Choicepoint, Two Minutes Hate
This was going to be a roundup, but heck, There’s a backlog of hate, and I must post.
- Under the headline, “Who let Jeb Bush and ChoicePoint into the UK?” ‘Brother Rail Gun of Desirable Mindfulness’ points to a BBC story, “Hundreds wiped off vote register.”
- An oldy-but-I-Hadn’t-linked, Adrift at Sea comments in “Bleeding Edge Technology:”
I don’t know if ChoicePoint or any of its subsidiaries are actually involved in the development or deployment of the new passports for the United States, but given the track record of DHS and of these companies, I would rather stick with more basic, less technologically advanced security methods for now.
- Juxtapostition asks “A message to ChoicePoint customers: just how helpful is the data you are buying?:”
A great point that has been lost in a lot of the reporting. Just how useful is the service they provide when they were spoofed over 50 times by fraudulent users?
These companies always beg the question of which entities are authorized to be their customers to “legitimately” obtain this kind of sensitive data about people? What would stop me from paying to get the data on anyone they had? What criteria would they establish to prevent just anyone from getting at this data? Or, do they not care as long as you have the cash?
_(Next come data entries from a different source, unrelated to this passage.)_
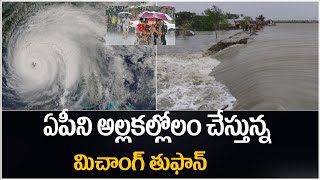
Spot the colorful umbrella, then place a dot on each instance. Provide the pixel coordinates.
(158, 15)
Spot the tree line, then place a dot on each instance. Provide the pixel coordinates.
(211, 19)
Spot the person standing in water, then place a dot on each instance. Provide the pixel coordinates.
(114, 23)
(125, 25)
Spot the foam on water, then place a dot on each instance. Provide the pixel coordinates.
(185, 83)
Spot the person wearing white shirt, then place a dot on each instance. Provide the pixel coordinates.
(125, 25)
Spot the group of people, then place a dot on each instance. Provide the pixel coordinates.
(115, 24)
(151, 34)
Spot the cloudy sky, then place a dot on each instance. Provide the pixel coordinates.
(271, 10)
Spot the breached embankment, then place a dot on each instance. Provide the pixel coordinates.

- Unmarketing has a long post, which I’ll excerpt unfairly:
In fact, it was a passing remark made by a ChoicePoint representative, who said, in effect (because I didn’t write it down):
Americans have the right to privacy, but no longer have the right to anonymity.
As a private citizen, this made me blanch. This made me sick. This, in short, pissed me off.
He also points to Infinisource, who, back in 2001, examined her Choicepoint file in “A Sample ChoicePoint FBI Dossier:”
Just for fun, if a rough accounting of the report I received is done by giving each correct entry a point, deducting a point for each error and ignoring omissions then my ChoicePoint report was only 56% accurate.
- No link, but in the Wall Street Journal Monday June 13, there’s a story on Wal Mart “rescinding” its retirement package for ex-executive Thomas Coughlin. Coughlin’s package was worth about $12m. Coughlin has not resigned from the board of…Choicepoint.
- If you think hatred of Choicepoint is only here, take a gander at the LiveJournal “Awake and Dreaming – Still far from shores I’ve yet to reach”
I’ve been getting a lot of attention from ladies online recently. I’ve been talking to one for about a week who lives in Gwinnett. The only problem is she works for Choicepoint (for those of you who don’t know, that’s the company that got in trouble for selling lots of people’s personal information to people posing as government entities or something), and although she’s not ugly, she doesn’t attract me too much.
- To close, in stark contrast to the outporing of hate for Choicepoint, we offer up Two Minutes Hate from Choicepoint employee Jason Fayling, blogging at “Dude, Where’s My Car?” Jason offers up “Linux Sucks:”
I have been playing around with Linux lately. Specifically Red Hat FedoraCore 3. Let me tell you, for those who fear Linux will over come Windows. Fear Not! Linux Sucks! I spent my entire weekend last week trying to install that piece of junk. I finally got it to install after my 7th attempt, but even still, my sound card doesnt work. Granted, I am trying to run Linux inside Microsoft Virtual PC 2004, a virtual machine software, but that is because I am not willing to do a dual boot from my laptop. I had to get a hacked Linux kernel to get it to run within the virtual machine. What amazes me is how anybody gets anything done in Linux at all. There are so many CRYPTIC commands. For example, if you want to rename a file in Linux you use the mv command. What the heck is that all about?
Come on, Adam; this firestorm of ChoicePoint negativity is disrupting my settling down to some cocoa and peacefully reading Richard Baich’s “Winning as a CISO”… I’m just up to the part where he talks about the right way to handle a security incident.
What’s funny about the CP PR on privacy versus anonymity is that it comes right after the Supreme Court revisted the right to anonymity and concluded that it still existed…even after 9/11.